A first step on harmonizing meteorological and hydrological data in the EDI data repository was a workshop on the “Next generation climate/hydrological data products” (March 12-14, 2019) at the University of New Mexico in Albuquerque, NM. The workshop was jointly organized by EDI, LTER and the Forest Service with the goal of developing a strategy for harmonizing weather, climate and hydrological data that are currently located in the EDI data repository and in the ClimDB/HydroDB (a centralized server to provide open access to long-term meteorological and streamflow records from a collection of research sites).
The necessity arose from the fact that the ClimDB/HydroDB software is aging and too difficult to maintain. Also, available data are limited in terms of parameters and time resolution. The group decided to archive all data currently residing in ClimDB/HydroDB in the EDI data repository, to convert (harmonize) the data into a common data model and continue the ClimDB/HydroDB functionality into the future with other software products that support visualization, filtering and analysis of the data packages.
A data harmonization framework, developed by EDI will be used that is currently successfully applied to designing data packages for community survey data: ecocomDP. Figure 1 shows a schematic of the concept. Archived raw data (level 0 – L0) are converted to a common harmonized data model (level 1 – L1). The L1 data allow for a straightforward data discovery and conversion into derived data products (level 2 – L2) in support of synthesis and other cross site studies.
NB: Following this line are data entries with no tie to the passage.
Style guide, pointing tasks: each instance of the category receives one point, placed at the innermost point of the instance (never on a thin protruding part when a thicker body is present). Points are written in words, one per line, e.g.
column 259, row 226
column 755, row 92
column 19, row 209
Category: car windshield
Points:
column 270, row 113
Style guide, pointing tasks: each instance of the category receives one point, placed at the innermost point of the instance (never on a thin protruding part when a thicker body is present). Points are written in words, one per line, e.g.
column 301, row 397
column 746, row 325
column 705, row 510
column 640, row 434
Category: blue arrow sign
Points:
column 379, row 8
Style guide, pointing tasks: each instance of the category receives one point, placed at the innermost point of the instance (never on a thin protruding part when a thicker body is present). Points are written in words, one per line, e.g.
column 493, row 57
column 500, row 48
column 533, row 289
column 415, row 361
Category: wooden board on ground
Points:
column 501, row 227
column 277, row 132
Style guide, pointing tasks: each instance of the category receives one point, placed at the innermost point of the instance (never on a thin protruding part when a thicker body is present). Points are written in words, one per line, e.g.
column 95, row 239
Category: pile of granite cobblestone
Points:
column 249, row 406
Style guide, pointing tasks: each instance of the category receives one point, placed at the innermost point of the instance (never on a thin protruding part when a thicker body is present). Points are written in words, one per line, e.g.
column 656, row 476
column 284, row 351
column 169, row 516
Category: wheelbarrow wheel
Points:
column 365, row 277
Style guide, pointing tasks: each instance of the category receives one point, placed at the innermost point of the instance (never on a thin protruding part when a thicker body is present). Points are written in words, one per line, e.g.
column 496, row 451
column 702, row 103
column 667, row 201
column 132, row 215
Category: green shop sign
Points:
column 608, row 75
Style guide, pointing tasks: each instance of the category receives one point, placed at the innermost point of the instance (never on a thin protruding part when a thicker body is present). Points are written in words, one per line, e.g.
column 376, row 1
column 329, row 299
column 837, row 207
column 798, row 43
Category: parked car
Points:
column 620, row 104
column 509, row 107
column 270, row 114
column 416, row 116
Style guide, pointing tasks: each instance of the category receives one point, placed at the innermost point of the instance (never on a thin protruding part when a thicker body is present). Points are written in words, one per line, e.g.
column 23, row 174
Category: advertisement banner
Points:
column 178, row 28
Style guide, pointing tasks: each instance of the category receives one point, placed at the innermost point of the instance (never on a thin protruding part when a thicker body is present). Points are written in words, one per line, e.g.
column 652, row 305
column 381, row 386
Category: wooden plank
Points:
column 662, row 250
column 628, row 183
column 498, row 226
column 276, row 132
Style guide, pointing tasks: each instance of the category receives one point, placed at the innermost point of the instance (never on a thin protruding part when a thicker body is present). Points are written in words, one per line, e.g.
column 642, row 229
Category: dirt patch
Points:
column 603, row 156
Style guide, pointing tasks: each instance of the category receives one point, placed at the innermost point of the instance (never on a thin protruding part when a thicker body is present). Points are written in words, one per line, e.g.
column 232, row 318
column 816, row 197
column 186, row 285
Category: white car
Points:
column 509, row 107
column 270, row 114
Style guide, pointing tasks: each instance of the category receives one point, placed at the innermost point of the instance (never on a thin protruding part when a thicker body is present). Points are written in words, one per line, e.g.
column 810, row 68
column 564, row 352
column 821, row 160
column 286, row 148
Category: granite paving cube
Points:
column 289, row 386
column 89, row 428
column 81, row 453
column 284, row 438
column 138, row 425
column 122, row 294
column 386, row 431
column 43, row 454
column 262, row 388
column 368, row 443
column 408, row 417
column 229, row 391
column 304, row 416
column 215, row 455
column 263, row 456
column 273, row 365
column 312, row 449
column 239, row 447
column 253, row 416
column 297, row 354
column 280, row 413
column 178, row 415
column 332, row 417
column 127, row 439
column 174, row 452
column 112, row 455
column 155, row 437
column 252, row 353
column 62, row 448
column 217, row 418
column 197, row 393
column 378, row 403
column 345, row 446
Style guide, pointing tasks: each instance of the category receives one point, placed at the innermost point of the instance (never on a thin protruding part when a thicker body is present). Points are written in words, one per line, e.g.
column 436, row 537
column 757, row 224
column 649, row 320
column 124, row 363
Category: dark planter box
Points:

A number of data models commonly used in the research community for harmonizing meteorological and hydrological data were reviewed and discussed. The group suggested to evaluate the ODM data model for time series data as the L1 data model. The ODM was developed and is widely used by the Consortium of Universities for the Advancement of Hydrologic Science (CUHASI). CUAHSI is a data platform with a workspace that provides tools for visualization, analysis and might provide some of the ClimDB/HydroDB plotting functionality. The groups intent is to develop other software products for visualization through online hackathons.
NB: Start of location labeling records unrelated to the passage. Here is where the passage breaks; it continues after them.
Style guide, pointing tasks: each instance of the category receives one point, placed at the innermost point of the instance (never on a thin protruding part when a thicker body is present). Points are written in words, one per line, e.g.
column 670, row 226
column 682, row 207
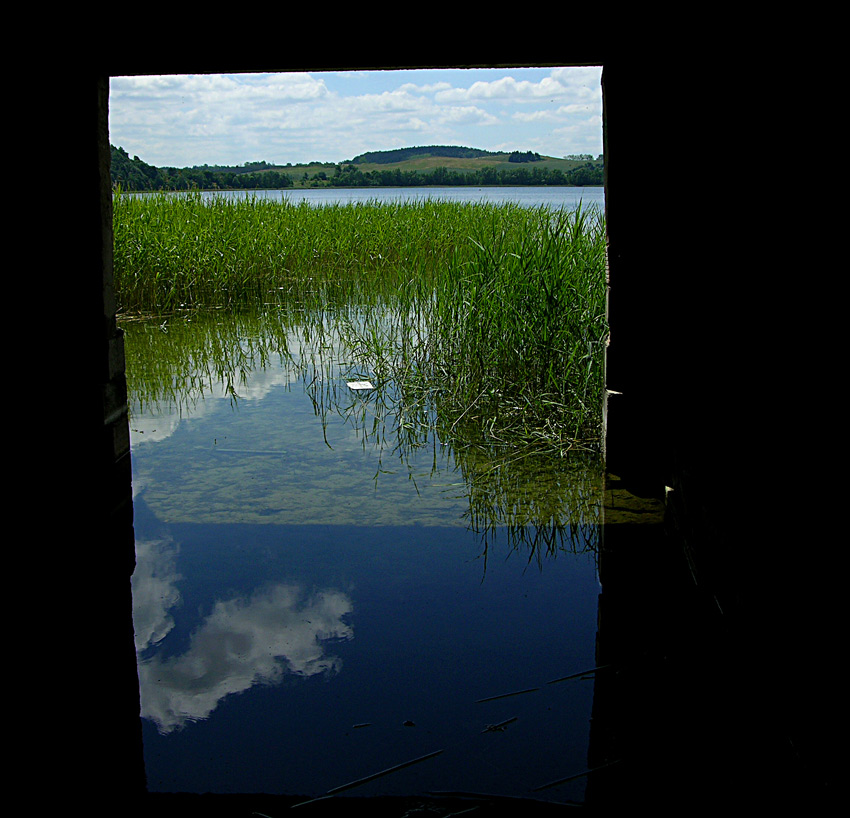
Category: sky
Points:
column 231, row 119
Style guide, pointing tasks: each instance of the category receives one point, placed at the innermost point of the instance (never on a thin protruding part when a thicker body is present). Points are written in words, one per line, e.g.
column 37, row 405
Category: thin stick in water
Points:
column 372, row 777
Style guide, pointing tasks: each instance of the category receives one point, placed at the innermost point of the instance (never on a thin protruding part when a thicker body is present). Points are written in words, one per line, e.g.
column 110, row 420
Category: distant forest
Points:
column 507, row 169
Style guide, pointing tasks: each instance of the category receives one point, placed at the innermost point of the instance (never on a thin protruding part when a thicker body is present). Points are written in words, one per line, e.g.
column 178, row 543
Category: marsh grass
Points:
column 492, row 316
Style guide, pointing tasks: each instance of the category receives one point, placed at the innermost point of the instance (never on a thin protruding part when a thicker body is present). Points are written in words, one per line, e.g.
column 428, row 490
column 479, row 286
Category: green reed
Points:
column 495, row 314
A first draft of a workflow was designed for converting all ClimDB/HydroDB products (L0) as well as meteorological and hydrological data in the EDI repository (raw L0) archive those in the EDI data repository as L1 data packages. If the ODM data model is adopted, the data packages will also be available in CUAHSI, hopefully with comparable functionality to ClimDB/HydroDB (see figure 2 for the conceptual workflow).
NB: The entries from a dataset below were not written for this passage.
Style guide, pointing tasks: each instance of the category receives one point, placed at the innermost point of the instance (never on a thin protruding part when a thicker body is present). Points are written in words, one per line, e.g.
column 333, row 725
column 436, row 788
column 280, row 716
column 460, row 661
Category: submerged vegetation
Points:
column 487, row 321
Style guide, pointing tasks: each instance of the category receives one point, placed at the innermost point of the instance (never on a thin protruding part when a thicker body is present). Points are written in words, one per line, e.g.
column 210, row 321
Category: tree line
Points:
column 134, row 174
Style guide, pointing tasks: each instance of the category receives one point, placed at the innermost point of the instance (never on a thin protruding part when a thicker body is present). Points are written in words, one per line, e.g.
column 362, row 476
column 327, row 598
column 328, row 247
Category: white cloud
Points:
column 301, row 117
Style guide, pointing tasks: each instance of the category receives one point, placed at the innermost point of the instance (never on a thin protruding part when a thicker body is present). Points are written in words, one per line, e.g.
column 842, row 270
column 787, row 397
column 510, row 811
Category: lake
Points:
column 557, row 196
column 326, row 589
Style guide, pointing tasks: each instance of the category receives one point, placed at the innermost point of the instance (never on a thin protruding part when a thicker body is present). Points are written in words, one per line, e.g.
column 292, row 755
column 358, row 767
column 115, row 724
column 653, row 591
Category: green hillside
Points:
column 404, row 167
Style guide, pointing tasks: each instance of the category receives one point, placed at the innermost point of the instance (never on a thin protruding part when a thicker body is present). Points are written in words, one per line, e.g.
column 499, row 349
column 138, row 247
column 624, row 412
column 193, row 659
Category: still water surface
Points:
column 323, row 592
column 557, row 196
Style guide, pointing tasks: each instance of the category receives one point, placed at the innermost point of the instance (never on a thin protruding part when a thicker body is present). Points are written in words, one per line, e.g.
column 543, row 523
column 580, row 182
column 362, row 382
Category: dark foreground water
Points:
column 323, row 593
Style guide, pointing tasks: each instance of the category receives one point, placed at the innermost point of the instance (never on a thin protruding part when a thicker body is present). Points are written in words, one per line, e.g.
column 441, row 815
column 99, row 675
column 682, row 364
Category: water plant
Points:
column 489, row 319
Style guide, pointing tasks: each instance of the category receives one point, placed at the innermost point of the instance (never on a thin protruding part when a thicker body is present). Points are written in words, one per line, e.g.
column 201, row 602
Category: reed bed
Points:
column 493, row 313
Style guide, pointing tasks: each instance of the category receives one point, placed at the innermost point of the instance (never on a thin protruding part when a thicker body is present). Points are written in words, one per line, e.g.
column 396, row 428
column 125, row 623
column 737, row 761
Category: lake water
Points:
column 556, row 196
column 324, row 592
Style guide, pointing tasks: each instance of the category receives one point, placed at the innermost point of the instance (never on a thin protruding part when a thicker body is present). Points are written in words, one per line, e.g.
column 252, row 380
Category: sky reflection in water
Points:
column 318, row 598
Wade Sheldon demonstrated how the GCE Data Toolbox can be applied for the conversion of L0 data packages to the L1 data model. Margaret O’Brien led the discussion on semantic mappings between important terms in different vocabularies used for archiving meteorological and hydrological data (ClimDB/HydroDB, LTER, AMS, ENVO, CF, EnvThes, ODM, NCEI), in order to pick a candidate vocabulary for the L1 data model (initially CUAHSI ODM vocabulary). Vocabularies are important for defining suitable keywords at the data package level and thereby enhance data discoverability in the EDI repository and via Google’s data search.
- Strategic workshop on “Next generation climate/hydrological data products” (organized by EDI, LTER, Forest Service) for developing a strategy on harmonizing weather, climate and hydrological data in the EDI data repository and ClimDB/HydroDB (University of New Mexico, Albuquerque, NM, March 2019).
- The results of the workshop were presented at an LTER Information Manager Water Cooler, April 9, 2019.
- EDI webinar on June 18, 2019 “CUAHSI Tools for Data Management”, speaker: Martin Seul, Technical Director CUAHSI.
- Working Session at ESIP Summer Meeting (Tacoma, WA, July 2019): “Preparing climate and hydrological time series data for submission to CUAHSI”. Moderator: Corinna Gries (EDI); Speakers: M. Seul, W. Sheldon, M. O’Brien (EDI), S. Remillard.